FUCHS: Das Tier bei Menschen unterzubringen, die man nicht persönlich kennt, ist immer eine Vertrauenssache. Und es ist auch nicht jeder Hund für die Pension gemacht. Das sollte ein Halter akzeptieren und den Hund bei Verwandten oder guten Freunden unterbringen, die der Vierbeiner kennt und zu denen er einen Bezug hat. Ist das nicht machbar, sollte die Pension der letzte Schritt sein, wenn feststeht, dass Bello auf die Reise nicht mitgeht. Ist das der Fall, sollten ihm sein übliches Futter, sein Bett oder seine Decke mitgegeben werden, damit er in der neuen Umgebung auch gewohnte Dinge um sich hat. Und für den Notfall ist es gut, die eigene Handynummer zu hinterlegen.

Was muss beachtet werden, wenn es mit Kindern, Hund und jeder Menge Gepäck im Auto in die Ferien geht?

FUCHS: Der Hund sollte auf jeden Fall in einer Box im Kofferraum untergebracht werden. Es ist sinnvoll, darauf zu achten, dass die Box nicht zugestellt wird. Der Hund sollte im hinteren Teil des Wagens noch genügend Licht und Luft zum Atmen bekommen. Empfehlenswert ist, alle zwei Stunden eine Pause einzulegen, dem Hund frisches Wasser zu geben und ihn aus der Box zu holen, damit er sich die Beine vertreten kann. Und wenn der Hund mitfährt, muss auch der EU-Heimtierausweis im Gepäck sein. Welpen sollten bis zum Alter von sechs Monaten nicht verreisen.

Andere Länder, andere Sitten. Was muss beachtet werden?

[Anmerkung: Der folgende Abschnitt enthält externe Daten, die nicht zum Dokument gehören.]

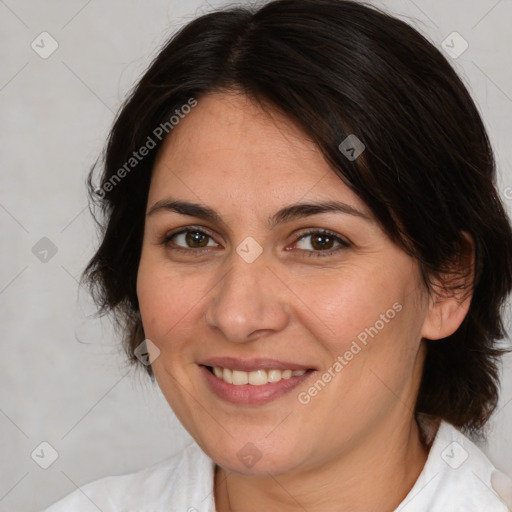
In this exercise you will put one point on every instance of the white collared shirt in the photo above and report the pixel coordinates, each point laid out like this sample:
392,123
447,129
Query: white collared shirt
457,477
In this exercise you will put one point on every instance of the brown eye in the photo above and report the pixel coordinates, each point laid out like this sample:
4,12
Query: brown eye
196,239
189,239
320,243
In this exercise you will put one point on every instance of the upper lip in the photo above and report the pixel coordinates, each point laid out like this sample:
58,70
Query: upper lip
249,365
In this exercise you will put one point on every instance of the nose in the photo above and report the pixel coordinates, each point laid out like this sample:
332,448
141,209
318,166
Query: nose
248,302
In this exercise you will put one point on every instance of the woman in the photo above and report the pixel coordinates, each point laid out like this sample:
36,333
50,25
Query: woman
304,246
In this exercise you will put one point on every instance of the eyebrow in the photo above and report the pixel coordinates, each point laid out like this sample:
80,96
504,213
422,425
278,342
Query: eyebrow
286,214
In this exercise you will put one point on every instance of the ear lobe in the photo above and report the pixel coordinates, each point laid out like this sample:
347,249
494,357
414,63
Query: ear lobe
451,294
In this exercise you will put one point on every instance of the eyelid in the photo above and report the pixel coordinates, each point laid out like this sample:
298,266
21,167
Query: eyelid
342,243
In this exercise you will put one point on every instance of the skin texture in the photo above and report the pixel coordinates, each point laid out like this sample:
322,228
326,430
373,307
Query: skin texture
358,433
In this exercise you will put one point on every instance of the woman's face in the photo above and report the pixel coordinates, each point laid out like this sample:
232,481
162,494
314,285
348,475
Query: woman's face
248,280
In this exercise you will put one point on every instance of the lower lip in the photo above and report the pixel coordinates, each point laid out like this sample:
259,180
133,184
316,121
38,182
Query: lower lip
252,395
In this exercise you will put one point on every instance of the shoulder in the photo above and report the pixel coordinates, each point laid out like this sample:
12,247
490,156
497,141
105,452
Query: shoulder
458,477
184,481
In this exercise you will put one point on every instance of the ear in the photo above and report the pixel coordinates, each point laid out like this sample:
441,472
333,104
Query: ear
451,294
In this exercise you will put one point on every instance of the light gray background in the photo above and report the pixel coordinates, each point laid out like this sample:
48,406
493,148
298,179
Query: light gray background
64,380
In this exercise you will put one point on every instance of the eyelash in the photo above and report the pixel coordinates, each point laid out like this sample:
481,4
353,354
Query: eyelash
310,253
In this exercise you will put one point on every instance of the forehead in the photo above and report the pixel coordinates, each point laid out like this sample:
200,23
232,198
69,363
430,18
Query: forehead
229,147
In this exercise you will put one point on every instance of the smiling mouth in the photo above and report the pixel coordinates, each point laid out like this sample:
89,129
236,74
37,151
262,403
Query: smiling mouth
255,377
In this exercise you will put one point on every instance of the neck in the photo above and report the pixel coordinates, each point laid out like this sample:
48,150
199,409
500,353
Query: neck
373,477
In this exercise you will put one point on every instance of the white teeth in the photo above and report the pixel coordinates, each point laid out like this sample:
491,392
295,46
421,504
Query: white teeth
239,378
256,377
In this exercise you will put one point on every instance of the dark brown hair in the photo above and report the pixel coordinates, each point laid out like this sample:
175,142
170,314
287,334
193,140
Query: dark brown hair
336,68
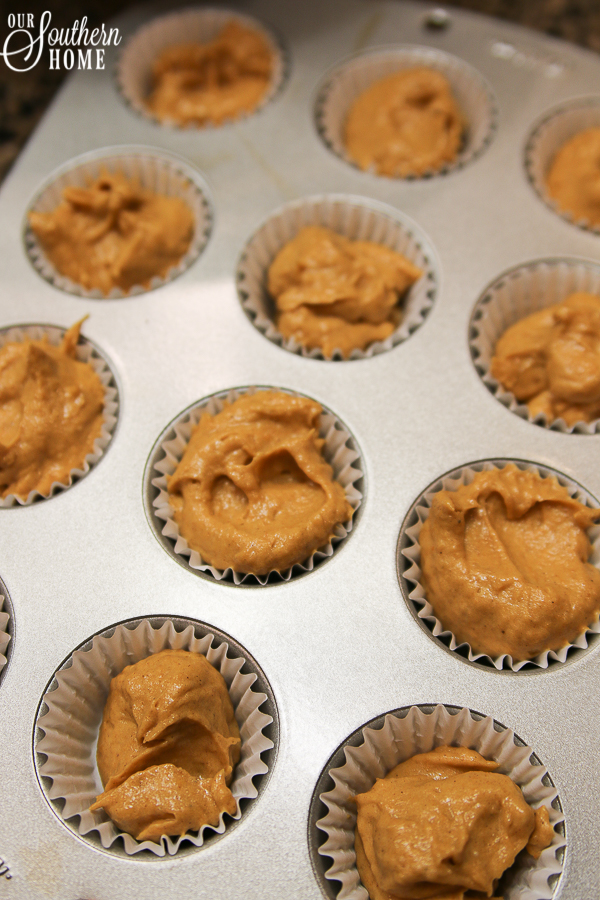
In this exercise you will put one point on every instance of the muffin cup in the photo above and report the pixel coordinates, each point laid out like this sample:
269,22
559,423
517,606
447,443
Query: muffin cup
356,218
548,136
375,748
134,68
85,352
156,170
342,85
339,451
71,710
409,564
5,630
517,293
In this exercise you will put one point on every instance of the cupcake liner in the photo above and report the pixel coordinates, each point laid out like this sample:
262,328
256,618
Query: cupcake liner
357,218
339,450
375,748
6,627
342,85
409,564
154,169
194,25
548,136
87,353
517,293
71,709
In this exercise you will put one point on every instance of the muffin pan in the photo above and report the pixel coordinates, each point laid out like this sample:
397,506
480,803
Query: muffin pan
338,646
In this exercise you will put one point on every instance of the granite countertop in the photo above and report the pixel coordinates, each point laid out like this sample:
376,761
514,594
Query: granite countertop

FUCHS: In Österreich beispielsweise braucht der Hund einen Maulkorb, wenn er in öffentlichen Verkehrsmitteln mitfährt. Die Einreise mit Kampfhunden der Kategorie 1 ist in manchen Ländern, wie zum Beispiel Frankreich, verboten. Hunde der Kategorie 2 unterliegen in einzelnen Ländern der Leinen- und Maulkorbpflicht und dürfen nur von einer volljährigen Person geführt werden. Solche Dinge sollten vor Urlaubsantritt unbedingt geklärt werden.